These are the answers by logician Henk Barendregt to the ten questions about intuitionism:

  1. Do you agree that it is impossible to define a total function from the reals to the reals which is not continuous?

    Mu.

    No, I do not necessarily agree. It depends on what you mean by define. If you mean that no continuous function can be specified, then I disagree. If you mean that no continuous computable total function on R can be defined, then I agree.

  2. Do you agree that the intermediate value theorem does not hold the way that it is normally stated?

    Mu.

    Same proviso.

  3. Do you agree that there are only three infinite cardinalities?

    Mu.

    This I do not know.

  4. Do you agree that the continuum hypothesis is a meaningful statement that has a definite truth value, even if we do not know what it is?

    No.

    I disagree.

  5. Do you agree that the axiom which states the existence of an inaccessible cardinal is a meaningful statement that has a definite truth value, even if we do not know what it is?

    No.

    I disagree.

  6. Do you agree that for any mathematical question it is easy to build a machine with two lights, yes and no, where the light marked yes will be on if it is true and the light marked no will be on if it is false?

    Mu.

    Similar provisa as in 1. If I am allowed to build two machines and I do not know which one it is, then the answer is yes. Otherwise no.

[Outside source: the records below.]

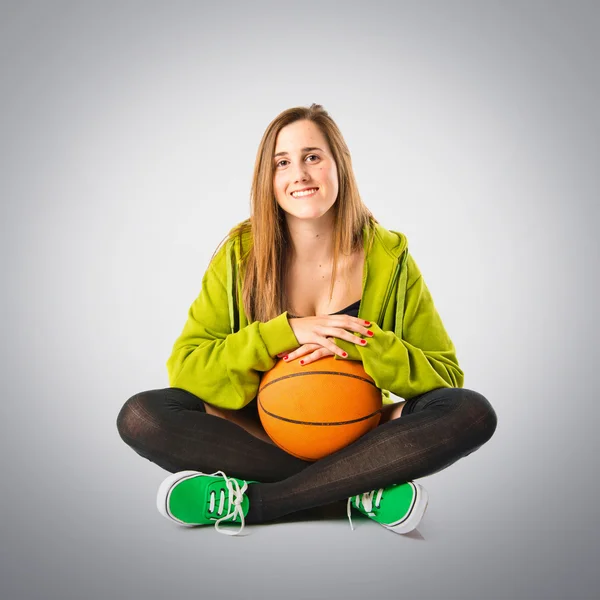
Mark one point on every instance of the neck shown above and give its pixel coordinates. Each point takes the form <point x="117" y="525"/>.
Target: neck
<point x="311" y="241"/>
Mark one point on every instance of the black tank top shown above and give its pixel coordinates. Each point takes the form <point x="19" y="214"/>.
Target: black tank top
<point x="351" y="310"/>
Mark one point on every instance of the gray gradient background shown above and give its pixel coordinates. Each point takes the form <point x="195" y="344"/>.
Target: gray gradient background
<point x="128" y="135"/>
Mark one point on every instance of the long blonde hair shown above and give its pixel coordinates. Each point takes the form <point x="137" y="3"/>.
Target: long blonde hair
<point x="264" y="264"/>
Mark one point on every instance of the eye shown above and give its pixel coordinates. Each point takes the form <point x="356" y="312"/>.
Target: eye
<point x="313" y="155"/>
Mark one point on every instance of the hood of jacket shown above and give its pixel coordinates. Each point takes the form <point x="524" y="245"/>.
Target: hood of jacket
<point x="385" y="271"/>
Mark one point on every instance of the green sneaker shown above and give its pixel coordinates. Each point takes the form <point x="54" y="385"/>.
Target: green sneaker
<point x="193" y="498"/>
<point x="399" y="507"/>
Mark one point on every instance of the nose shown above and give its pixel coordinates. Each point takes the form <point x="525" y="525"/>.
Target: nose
<point x="300" y="173"/>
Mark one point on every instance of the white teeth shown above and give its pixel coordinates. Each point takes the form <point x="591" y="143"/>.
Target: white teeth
<point x="304" y="193"/>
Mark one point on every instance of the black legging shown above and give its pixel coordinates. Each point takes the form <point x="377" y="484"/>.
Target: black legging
<point x="171" y="428"/>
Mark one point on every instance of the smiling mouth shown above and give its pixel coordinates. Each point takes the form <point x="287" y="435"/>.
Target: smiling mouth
<point x="305" y="194"/>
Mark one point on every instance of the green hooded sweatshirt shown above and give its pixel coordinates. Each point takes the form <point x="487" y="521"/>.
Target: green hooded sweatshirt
<point x="220" y="357"/>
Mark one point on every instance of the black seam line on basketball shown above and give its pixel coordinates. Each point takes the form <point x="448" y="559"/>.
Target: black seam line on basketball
<point x="337" y="424"/>
<point x="319" y="373"/>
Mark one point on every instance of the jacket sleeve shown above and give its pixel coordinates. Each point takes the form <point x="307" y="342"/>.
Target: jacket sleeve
<point x="218" y="366"/>
<point x="423" y="359"/>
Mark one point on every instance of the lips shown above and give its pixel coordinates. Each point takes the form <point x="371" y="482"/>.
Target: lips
<point x="313" y="189"/>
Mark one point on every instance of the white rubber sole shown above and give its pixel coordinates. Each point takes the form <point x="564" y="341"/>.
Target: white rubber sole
<point x="164" y="491"/>
<point x="415" y="514"/>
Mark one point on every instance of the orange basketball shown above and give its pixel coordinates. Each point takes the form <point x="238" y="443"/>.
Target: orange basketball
<point x="314" y="410"/>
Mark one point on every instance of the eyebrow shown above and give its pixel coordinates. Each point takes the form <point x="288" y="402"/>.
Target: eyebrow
<point x="303" y="150"/>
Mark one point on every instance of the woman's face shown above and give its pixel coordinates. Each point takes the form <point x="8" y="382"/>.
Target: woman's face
<point x="303" y="160"/>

  7. Do you agree that for any two statements the first implies the second or the second implies the first?

    Mu.

    Similar proviso as in 1.

  8. Do you agree that a constructive proof of a theorem gives more insight than a classical proof?

    Yes.

  9. Do you agree that mathematics can be done using different kinds of reasoning, and that depending on the situation different kinds of reasoning are appropriate?

    Yes.

    Namely the state of our knowledge. Sometimes we do not have a constructive argument, then classical proofs do give some information.

  10. Do you agree that all mathematical truths are true, but that some mathematical truths are more true than other mathematical truths?

    Yes.

    Oh yes: some existence statements are only clasically true, while others are constructively true. But the difference is related to our knowledge.